Am meisten hat mich die Beziehung zwischen den Zwillingsschwestern Alice und Mary fasziniert, die die Apfelplantage ihres Vaters übernehmen und ihr ganzes Leben dort verbringen. Raffiniert konstruierte Zusammenhänge tun sich auf. Es ist jedoch vor allem der Schauplatz, der die Geschichten zusammenhält und uns den Kreislauf des Lebens vor Augen führt.

Bewertung vom 13.07.2024
Möchte die Witwe angesprochen werden, platziert sie auf dem Grab die Gießkanne mit dem Ausguss nach vorne
Stanisic, Sasa

Möchte die Witwe angesprochen werden, platziert sie auf dem Grab die Gießkanne mit dem Ausguss nach vorne


ausgezeichnet

In diesem Buch gab es für mich ein Wiedersehen mit Figuren aus seinem früheren Erzählband „Fallensteller“. Damals hatte ich mich noch etwas schwer getan mit dem sehr eigenen Erzählstil des Autors. Diesmal war ich gleich mittendrin in den Geschichten, die sich um ganz unterschiedliche Menschen drehen.

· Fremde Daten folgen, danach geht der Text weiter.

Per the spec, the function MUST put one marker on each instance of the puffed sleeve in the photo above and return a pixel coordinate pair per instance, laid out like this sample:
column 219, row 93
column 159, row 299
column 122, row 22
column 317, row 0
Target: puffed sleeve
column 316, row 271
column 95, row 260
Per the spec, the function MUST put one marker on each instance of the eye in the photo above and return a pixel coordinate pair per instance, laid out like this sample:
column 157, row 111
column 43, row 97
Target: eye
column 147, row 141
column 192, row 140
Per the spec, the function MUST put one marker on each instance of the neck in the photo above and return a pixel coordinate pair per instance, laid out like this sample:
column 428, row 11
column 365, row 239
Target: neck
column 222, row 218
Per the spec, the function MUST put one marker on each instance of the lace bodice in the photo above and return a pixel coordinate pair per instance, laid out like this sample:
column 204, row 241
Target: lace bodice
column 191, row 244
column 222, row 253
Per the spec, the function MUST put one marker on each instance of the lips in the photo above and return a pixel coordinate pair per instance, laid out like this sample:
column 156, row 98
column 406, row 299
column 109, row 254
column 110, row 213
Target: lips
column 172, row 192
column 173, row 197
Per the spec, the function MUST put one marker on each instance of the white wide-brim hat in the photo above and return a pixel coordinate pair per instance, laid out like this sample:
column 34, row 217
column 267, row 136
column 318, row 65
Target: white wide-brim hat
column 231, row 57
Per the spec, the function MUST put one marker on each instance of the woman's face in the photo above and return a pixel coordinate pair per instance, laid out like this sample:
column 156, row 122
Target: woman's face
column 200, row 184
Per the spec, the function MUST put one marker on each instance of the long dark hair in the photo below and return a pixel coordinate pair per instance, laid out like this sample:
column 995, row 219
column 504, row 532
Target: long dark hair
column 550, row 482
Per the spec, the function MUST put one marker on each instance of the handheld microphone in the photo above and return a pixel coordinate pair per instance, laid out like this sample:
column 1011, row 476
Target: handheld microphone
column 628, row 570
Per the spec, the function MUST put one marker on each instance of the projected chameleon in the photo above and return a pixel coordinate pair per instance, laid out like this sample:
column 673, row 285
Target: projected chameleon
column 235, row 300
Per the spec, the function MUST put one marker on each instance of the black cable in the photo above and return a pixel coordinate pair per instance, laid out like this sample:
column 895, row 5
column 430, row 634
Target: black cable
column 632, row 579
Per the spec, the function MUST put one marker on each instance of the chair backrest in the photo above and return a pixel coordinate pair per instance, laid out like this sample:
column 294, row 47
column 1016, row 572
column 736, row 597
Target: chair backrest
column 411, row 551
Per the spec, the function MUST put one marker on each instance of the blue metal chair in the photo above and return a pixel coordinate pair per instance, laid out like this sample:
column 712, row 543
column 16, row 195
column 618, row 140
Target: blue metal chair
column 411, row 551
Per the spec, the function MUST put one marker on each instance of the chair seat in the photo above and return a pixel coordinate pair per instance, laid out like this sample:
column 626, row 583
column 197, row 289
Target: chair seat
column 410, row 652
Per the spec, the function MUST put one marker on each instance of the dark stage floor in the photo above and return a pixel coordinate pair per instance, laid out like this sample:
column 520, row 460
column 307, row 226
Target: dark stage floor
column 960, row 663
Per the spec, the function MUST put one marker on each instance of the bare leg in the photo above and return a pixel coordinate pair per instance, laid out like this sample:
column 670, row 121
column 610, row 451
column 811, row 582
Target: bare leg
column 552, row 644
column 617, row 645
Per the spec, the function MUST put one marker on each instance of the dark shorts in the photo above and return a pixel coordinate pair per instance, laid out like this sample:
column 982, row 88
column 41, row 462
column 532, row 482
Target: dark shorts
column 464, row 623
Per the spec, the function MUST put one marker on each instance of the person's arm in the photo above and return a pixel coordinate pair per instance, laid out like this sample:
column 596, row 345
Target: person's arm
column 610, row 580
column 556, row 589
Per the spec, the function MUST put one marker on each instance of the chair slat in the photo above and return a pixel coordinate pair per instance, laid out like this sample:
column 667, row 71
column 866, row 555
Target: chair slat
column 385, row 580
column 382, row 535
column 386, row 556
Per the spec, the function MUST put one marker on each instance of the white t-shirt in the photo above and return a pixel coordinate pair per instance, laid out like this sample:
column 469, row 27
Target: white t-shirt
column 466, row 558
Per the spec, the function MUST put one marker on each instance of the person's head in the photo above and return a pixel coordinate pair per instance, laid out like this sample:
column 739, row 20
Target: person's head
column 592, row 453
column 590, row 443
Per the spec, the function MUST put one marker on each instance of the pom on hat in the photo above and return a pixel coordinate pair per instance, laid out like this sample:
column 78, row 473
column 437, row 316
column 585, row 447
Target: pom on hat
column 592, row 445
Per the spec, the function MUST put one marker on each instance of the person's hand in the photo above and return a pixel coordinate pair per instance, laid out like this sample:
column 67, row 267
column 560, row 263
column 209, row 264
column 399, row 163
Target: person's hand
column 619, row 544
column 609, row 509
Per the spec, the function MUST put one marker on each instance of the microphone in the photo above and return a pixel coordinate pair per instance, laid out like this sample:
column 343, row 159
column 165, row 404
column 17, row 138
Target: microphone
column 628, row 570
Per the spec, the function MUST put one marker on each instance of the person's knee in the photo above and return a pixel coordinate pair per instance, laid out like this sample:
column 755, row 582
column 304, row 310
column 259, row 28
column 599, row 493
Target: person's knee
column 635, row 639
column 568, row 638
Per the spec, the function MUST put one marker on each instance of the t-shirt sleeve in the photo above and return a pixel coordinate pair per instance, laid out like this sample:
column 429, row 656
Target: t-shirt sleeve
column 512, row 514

In der ersten Erzählung hängen vier Jugendliche mit Migrationshintergrund in den Weinbergen ab und malen sich aus, wie praktisch ein Proberaum wäre, bevor man einen bestimmten Weg in die Zukunft einschlägt. Welche Lebensoptionen verpasse ich? Diese Frage zieht sich auch durch die folgenden Geschichten. Aus scheinbar banalen Tätigkeiten wie dem Entsorgen eines Memory-Spiels oder dem Putzen eines Heizkörpers mit einer Ziegenhaarbürste entwickeln sich philosophische Gedanken über die eigene Herkunft, Freiheit, Selbstbestimmung und das menschliche Dasein.

An Fantasie und originellen Einfällen mangelt es Saša Stanišić wahrlich nicht, sei es bei spielerischen Wortkreationen, literarischen Bezügen oder der Vermischung von Realität und Fiktion. Ich hatte sehr viel Freude an diesen scharfsinnigen und teils humorvoll, teils melancholischen Geschichten, die sich zu einem Ganzen fügen.

2 von 3 Kunden fanden diese Rezension hilfreich.